As I’ve mentioned in the past, I’ve found Battle Card Market Garden an interesting little work. The game really plays itself but it’s an interesting to show Operation Marker Garden on a post card.
Looking into it a bit more, I quickly learned it was from the Postcards From the Front game design jam. (Not a contest!) (https://itch.io/jam/postcards-from-the-front) It’s a collection of almost fifty postcard war games. They range from small scale hex-and-chit games to much more abstract interpretations of conflict.
While I am not really a war gamer by any stretch of the imagination, I still find this collection fascinating. Honestly , that’s just because the printing effort is one page per game and many of them are either solitaire or have solitaire options.

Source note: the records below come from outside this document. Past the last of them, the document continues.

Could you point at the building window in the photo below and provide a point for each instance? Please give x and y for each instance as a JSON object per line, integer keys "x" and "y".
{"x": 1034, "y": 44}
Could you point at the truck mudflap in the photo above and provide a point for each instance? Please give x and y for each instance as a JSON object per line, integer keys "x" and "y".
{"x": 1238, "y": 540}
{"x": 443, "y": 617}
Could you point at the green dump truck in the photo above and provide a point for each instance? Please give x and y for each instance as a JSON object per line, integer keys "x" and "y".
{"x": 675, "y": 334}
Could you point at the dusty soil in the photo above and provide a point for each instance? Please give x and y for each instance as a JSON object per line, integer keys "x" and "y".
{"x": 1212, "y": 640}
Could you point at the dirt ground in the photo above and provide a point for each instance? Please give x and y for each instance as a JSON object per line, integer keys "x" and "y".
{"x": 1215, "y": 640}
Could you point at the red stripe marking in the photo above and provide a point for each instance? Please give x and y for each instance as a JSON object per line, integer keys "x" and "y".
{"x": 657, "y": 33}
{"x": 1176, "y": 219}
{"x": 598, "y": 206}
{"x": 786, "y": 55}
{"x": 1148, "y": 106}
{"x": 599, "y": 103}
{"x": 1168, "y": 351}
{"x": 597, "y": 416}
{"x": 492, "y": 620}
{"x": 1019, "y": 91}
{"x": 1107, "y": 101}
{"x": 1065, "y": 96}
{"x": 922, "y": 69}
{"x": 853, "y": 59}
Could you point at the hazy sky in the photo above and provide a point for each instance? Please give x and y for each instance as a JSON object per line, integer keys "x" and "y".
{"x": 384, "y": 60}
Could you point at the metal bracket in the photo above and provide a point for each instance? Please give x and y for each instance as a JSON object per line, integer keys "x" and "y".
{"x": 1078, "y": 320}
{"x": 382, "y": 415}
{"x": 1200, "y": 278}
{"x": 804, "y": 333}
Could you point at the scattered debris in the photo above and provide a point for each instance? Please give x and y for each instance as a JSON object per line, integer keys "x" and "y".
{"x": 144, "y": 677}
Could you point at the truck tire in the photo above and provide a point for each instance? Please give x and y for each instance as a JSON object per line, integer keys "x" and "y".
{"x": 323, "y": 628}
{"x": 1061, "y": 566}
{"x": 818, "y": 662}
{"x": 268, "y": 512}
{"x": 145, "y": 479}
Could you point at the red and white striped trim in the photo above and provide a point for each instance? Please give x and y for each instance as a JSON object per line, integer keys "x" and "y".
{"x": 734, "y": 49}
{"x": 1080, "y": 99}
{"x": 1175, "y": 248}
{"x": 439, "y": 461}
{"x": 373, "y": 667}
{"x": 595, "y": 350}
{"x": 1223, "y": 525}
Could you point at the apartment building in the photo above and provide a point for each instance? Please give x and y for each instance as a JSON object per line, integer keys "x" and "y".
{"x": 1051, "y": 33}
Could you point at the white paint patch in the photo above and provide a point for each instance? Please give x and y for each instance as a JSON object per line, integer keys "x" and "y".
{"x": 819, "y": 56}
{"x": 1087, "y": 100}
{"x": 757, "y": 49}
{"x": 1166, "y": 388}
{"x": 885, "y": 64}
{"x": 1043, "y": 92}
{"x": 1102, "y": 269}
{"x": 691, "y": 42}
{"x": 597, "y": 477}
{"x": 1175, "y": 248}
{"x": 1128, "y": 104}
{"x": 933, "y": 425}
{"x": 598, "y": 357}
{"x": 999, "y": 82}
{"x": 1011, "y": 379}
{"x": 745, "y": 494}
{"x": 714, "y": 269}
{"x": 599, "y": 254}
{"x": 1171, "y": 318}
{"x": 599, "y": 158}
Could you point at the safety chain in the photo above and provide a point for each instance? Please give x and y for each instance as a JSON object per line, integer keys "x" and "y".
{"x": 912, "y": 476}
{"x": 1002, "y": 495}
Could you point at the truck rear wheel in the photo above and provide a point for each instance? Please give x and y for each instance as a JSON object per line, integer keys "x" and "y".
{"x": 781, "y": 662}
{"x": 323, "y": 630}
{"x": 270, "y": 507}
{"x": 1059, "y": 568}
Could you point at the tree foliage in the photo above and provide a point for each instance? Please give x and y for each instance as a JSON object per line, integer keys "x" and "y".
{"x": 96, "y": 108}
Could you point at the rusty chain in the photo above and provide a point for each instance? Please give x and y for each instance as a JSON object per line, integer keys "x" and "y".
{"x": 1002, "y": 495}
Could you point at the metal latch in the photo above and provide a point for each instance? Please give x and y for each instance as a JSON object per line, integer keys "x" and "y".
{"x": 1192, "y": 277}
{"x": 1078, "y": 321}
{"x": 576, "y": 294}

I can’t decide if my interest in these small scale games is a compliment or an insult to war gaming. War gaming’s roots are in historical simulation and I assume post card games fall short of war college standard.
But I also have to admit that I’m not being fair to postcard games. Tactics and Strategy Magazine has been including a complete war game since 1967. And magazine inserts are clearly a step between World in Flames and postcard games.
Looking back, the first time I heard about postcard war games was Postcard From The Revolution, which came out in 2004. As a format, it may not have taken the world by storm but it’s stuck around for at least twenty years.
More than that, many of both the postcard games from the jam and other places I’ve seen are focused around specific historical events. Heck, one of the non-historic games about ants and termites was designed by an entomologist.
In short, if an educational component is something you are looking for in a war game, this jam has that. I have learned about the Great Emu War of 1932. I learned that Jose Garcia saved the Alhambra from being blown up. I found out Germans impulsively sacked Rome in 1527. Even if I never play any of the games, I’m learning stuff.
I don’t know if I will play any games from the Postcards from the Front jam but I have gotten plenty out of looking at it.